It doesn't take Clint long to decide he's made a big mistake as Duvall's hired bully boys intimidate the local Chicano population. The last straw is when Duvall and company ride into a pueblo, have the local priest Pepe Hern summon all the villagers, where he announces the next morning he'll shoot five people if they don't surrender Saxon or give him information where Saxon is. The sort of stuff the Nazis did in their occupied countries. Duvall anticipates Clint's change of mind by taking his gun and locking him up as well. But of course there's no way that's going to stop Clint Eastwood.

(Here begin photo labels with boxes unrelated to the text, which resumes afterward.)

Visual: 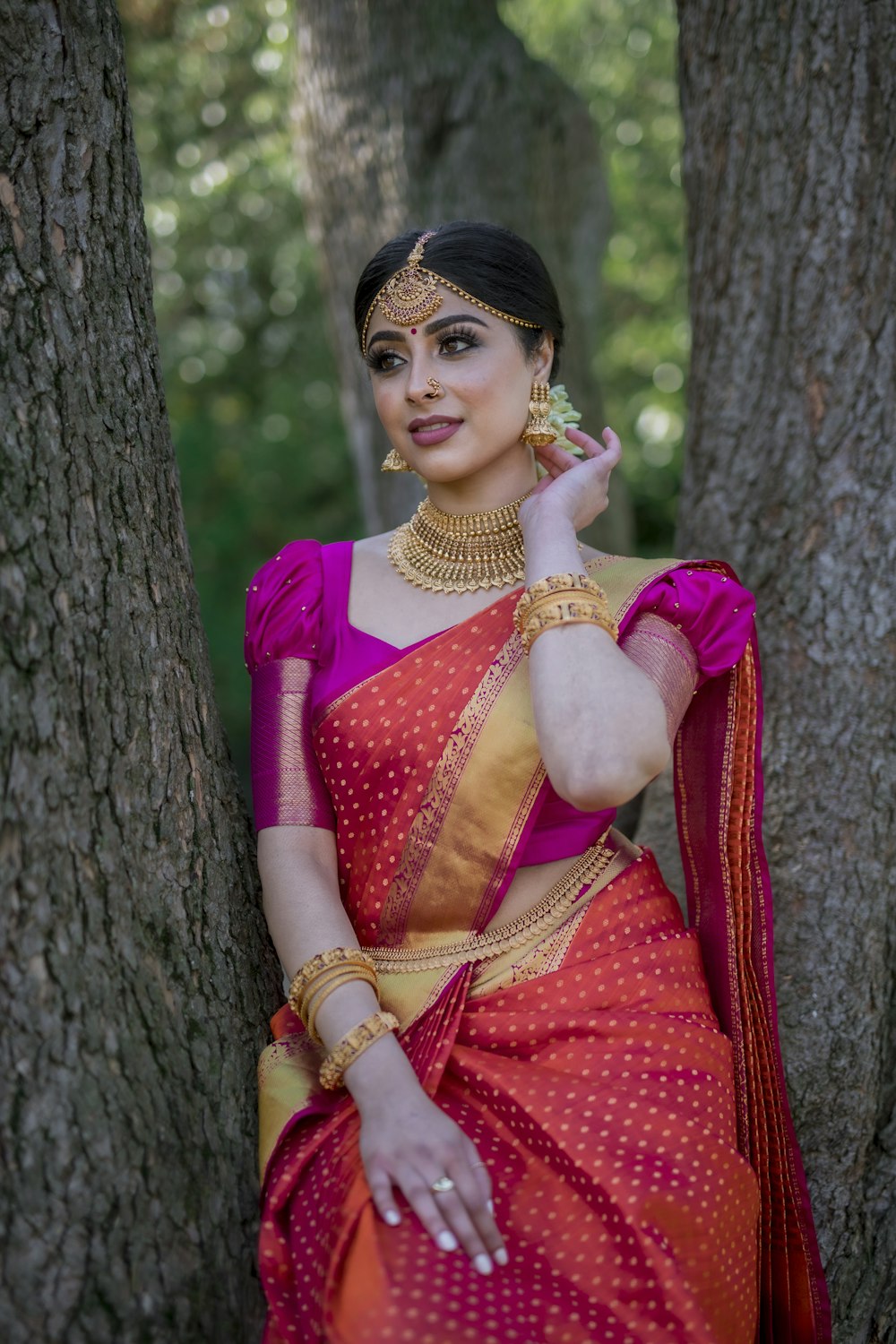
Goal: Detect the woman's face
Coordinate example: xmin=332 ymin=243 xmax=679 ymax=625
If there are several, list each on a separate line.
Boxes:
xmin=366 ymin=287 xmax=552 ymax=492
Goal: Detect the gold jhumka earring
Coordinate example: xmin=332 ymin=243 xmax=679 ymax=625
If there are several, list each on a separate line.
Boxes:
xmin=521 ymin=383 xmax=557 ymax=448
xmin=380 ymin=448 xmax=411 ymax=472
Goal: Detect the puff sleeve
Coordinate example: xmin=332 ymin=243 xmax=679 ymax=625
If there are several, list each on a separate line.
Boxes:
xmin=245 ymin=542 xmax=336 ymax=831
xmin=619 ymin=566 xmax=756 ymax=742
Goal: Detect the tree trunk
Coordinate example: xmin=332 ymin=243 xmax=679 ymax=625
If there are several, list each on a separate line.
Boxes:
xmin=677 ymin=0 xmax=896 ymax=1344
xmin=297 ymin=0 xmax=632 ymax=551
xmin=0 ymin=0 xmax=277 ymax=1344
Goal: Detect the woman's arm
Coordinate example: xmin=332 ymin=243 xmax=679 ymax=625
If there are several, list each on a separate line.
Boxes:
xmin=258 ymin=827 xmax=506 ymax=1273
xmin=520 ymin=429 xmax=669 ymax=812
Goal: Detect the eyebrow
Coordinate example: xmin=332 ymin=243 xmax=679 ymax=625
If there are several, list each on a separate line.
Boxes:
xmin=366 ymin=314 xmax=489 ymax=349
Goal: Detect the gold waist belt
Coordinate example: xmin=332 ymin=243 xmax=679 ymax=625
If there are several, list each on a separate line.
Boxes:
xmin=364 ymin=831 xmax=612 ymax=975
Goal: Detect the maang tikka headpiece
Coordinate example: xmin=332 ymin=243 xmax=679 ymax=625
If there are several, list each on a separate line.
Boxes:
xmin=361 ymin=228 xmax=541 ymax=355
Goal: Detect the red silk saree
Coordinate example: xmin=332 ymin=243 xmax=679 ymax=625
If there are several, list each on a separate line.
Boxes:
xmin=259 ymin=561 xmax=829 ymax=1344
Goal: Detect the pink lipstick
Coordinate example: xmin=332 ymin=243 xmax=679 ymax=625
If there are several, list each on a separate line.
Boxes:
xmin=407 ymin=416 xmax=463 ymax=448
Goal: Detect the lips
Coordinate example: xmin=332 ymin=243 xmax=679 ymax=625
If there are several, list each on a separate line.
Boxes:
xmin=407 ymin=416 xmax=463 ymax=448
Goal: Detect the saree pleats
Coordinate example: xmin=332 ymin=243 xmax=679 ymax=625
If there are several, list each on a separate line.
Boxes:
xmin=676 ymin=645 xmax=831 ymax=1344
xmin=261 ymin=852 xmax=758 ymax=1344
xmin=259 ymin=558 xmax=831 ymax=1344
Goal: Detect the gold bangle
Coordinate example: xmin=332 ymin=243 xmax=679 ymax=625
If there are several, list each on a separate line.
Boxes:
xmin=516 ymin=574 xmax=606 ymax=631
xmin=298 ymin=961 xmax=374 ymax=1023
xmin=302 ymin=967 xmax=379 ymax=1045
xmin=517 ymin=589 xmax=608 ymax=634
xmin=320 ymin=1011 xmax=398 ymax=1091
xmin=520 ymin=601 xmax=619 ymax=653
xmin=288 ymin=948 xmax=376 ymax=1018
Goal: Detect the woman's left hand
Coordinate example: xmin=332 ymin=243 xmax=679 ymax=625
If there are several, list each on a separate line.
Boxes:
xmin=520 ymin=426 xmax=622 ymax=532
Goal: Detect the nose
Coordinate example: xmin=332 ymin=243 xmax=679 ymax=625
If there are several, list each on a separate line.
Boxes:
xmin=404 ymin=359 xmax=442 ymax=405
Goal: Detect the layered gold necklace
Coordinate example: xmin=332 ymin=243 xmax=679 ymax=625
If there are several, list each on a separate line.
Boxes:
xmin=388 ymin=491 xmax=530 ymax=593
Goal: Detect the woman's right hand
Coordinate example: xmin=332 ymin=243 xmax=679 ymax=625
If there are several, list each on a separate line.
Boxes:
xmin=358 ymin=1075 xmax=508 ymax=1274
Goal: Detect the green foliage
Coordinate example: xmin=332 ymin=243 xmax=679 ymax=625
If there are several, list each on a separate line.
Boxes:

Not that Saxon is anything to write home about. He's a bit of a lout himself, especially in the way he treats his girl friend Stella Garcia. As he so eloquently puts it, all he wants her for is something to keep warm with on those cold nights on the prairie and he's not interested in her opinion. Talk about your alpha male on the prairie. Still he's one of the good guys for better or worse.
I don't think Joe Kidd measures up to Clint Eastwood westerns like The Unforgiven or Pale Rider or The Outlaw Josey Wales. But it's one of the most entertaining he ever did. I'm not bored by one second of it and I do love that climax where Eastwood makes use of that locomotive in a creative fashion. Joe Kidd is definitely an Eastwood film for the ages.